This article by Associate Professor Celeste Rodríguez Louro, Professor of Linguistics and Director of the Language Laboratory at the University of Western Australia, was originally published on The Conversation on 19 March 2026.
I remember the first time I attended a linguistics lecture as an undergraduate student in Argentina. The teacher asked a simple question. Where did language come from? My instinctive answer was “books.”
After 40 years of studying language and linguistics, that reaction seems almost ridiculous. But this reflects a common bias among those of us who grew up in a text-based culture. We tend to view written language as the ultimate form of expression, knowledge transmission, and even thought itself.
But linguists know that speech is historically, developmentally, and cognitively prioritized.
Lighting is a relatively recent technological invention layered on top of something much older and more basic. Swiss linguist, semiotician, and philosopher Ferdinand de Saussure said:
Language and writing are two different symbol systems. The second exists solely for the purpose of representing the first.
heart of language
In sociolinguistics (the study of language in society), the most valuable form of language is what researchers call vernacular, the way people speak naturally when they are not paying attention to how they sound.
Pioneering sociolinguist William Labov famously argued that “the history of a language is the history of that language.” In other words, language changes and changes through everyday conversations rather than formal documents.
For this reason, sociolinguists focus on capturing naturally occurring conversations. The most important standard is storytelling. These are the moments when the speaker gets so absorbed that he forgets that he is being recorded, pays little attention to his own speech, and slips into the most natural type of dialogue.
My own research with Glenys Collard uses the Aboriginal cultural forms of storytelling and conversation threading to collect spoken Aboriginal English. Yarn knitting is not just a research method. It is also a culturally grounded way of sharing knowledge that respects the protocols and safety of the communities involved in sociolinguistic research.
Why are we so obsessed with writing?
If speech is the center of language, why does modern society treat writing as the ultimate form of knowledge?
Part of the answer lies in why humans invented writing systems in the first place. Writing made it possible to record information for posterity, freeing memory from the need to carry everything around, and allowing for the expansion of administrative and scientific systems.
From the management of empires to the spread of colonial rule, writing also became an instrument of power. For example, Spain’s so-called “conquest” of the Americas was greatly facilitated by Nebrija’s Grammar of Castilian, published in 1492, which facilitated the task of imposing a Spanish language to the detriment of the ancestral languages of the indigenous peoples.
Over time, Western educational institutions came to treat the written word as the primary means of knowledge. Universities, bureaucracies, and courts are all run by documents. Written scholarship became the gold standard of scholarship and authority.
Even our most famous dictionaries relied on letters. The Oxford English Dictionary was built by generations of volunteers who read texts and wrote and submitted examples of the words used.
Education followed the same model. Students read books, wrote essays, and were assessed through written exams. From medieval monastic libraries, such as the Old Library at All Souls College, Oxford, to modern universities, writing has become synonymous with thinking.
Generative AI challenges
This model is currently under great pressure.
The emergence of large-scale language models has challenged long-held assumptions about writing and learning. If machines can generate coherent essays in seconds, how can educators be sure that students are doing the intellectual work themselves?
This sparked a new interest in what linguists have always considered important: speech.
Some academics now argue that universities should place more emphasis on oral assessments (conversations, presentations, live exams) where students explain their thinking in real time. Once that understanding is demonstrated, AI tools could help shape the final document output.
In this sense, new technologies may be pushing education back toward one of the oldest forms of knowledge exchange: spoken dialogue.
Speaking verbally expands the range of people who can listen to your story.
There may be other benefits to a renewed focus on public speaking.
Written academic English often acts as a gatekeeper, especially for multilingual students whose primary language is not English. Many people are able to think, analyze, and discuss complex ideas more effectively in their native language than in the world language of academia.

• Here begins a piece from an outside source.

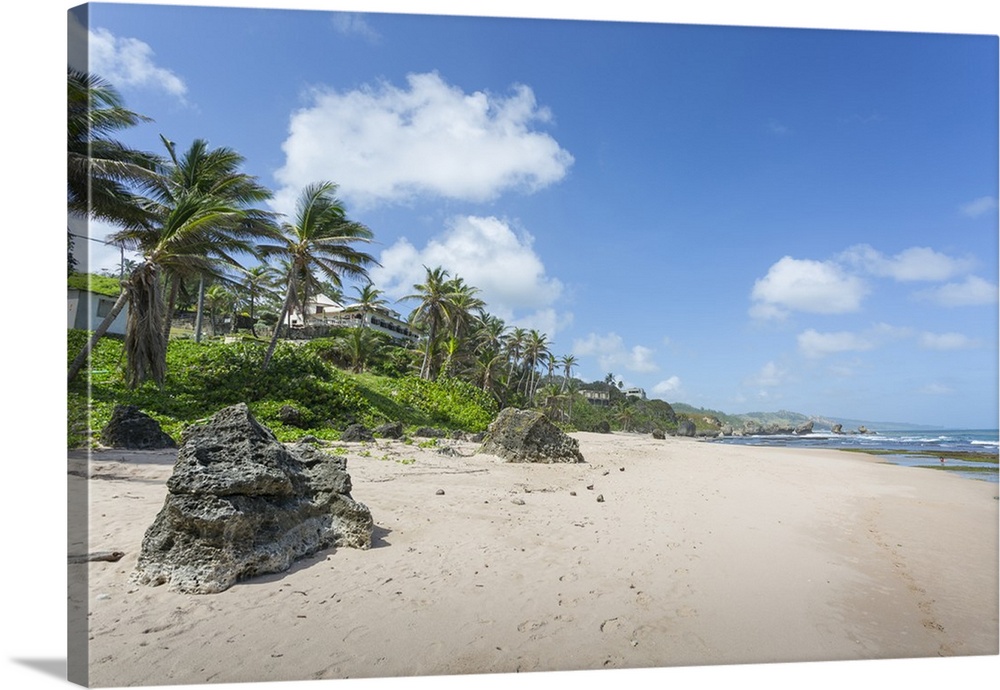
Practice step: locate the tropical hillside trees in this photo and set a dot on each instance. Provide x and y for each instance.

New technology is making it easier for students to brainstorm orally in their native language and translate or refine their ideas into written English. In theory, this could make academic spaces more linguistically inclusive.
Some say artificial intelligence may end up amplifying something profoundly human: our ability to think through conversation.
Returning to spoken language
This doesn’t mean there will be no more writing. Written records remain essential for preserving knowledge, building scholarship, and communicating across time and distance.
But it may be time to rebalance our assumptions.
Speech is where everyday language comes alive. There, stories are told, identities are negotiated, and new linguistic forms emerge. For thousands of years, humans have thought together by speaking.
As technology changes the way we write, we may rediscover what linguists have known for years. To understand language, and perhaps to understand thought itself, we need to start with spoken language.
Through a complex combination of privilege, prestige, and standardization, written language has occupied a dominant position in Western society over the past several centuries.
However, spoken language remains the basis for writing. Large language models have destroyed this long-standing hierarchy, but speech remains. Let the spoken word be your guide as we move together through rapidly changing times.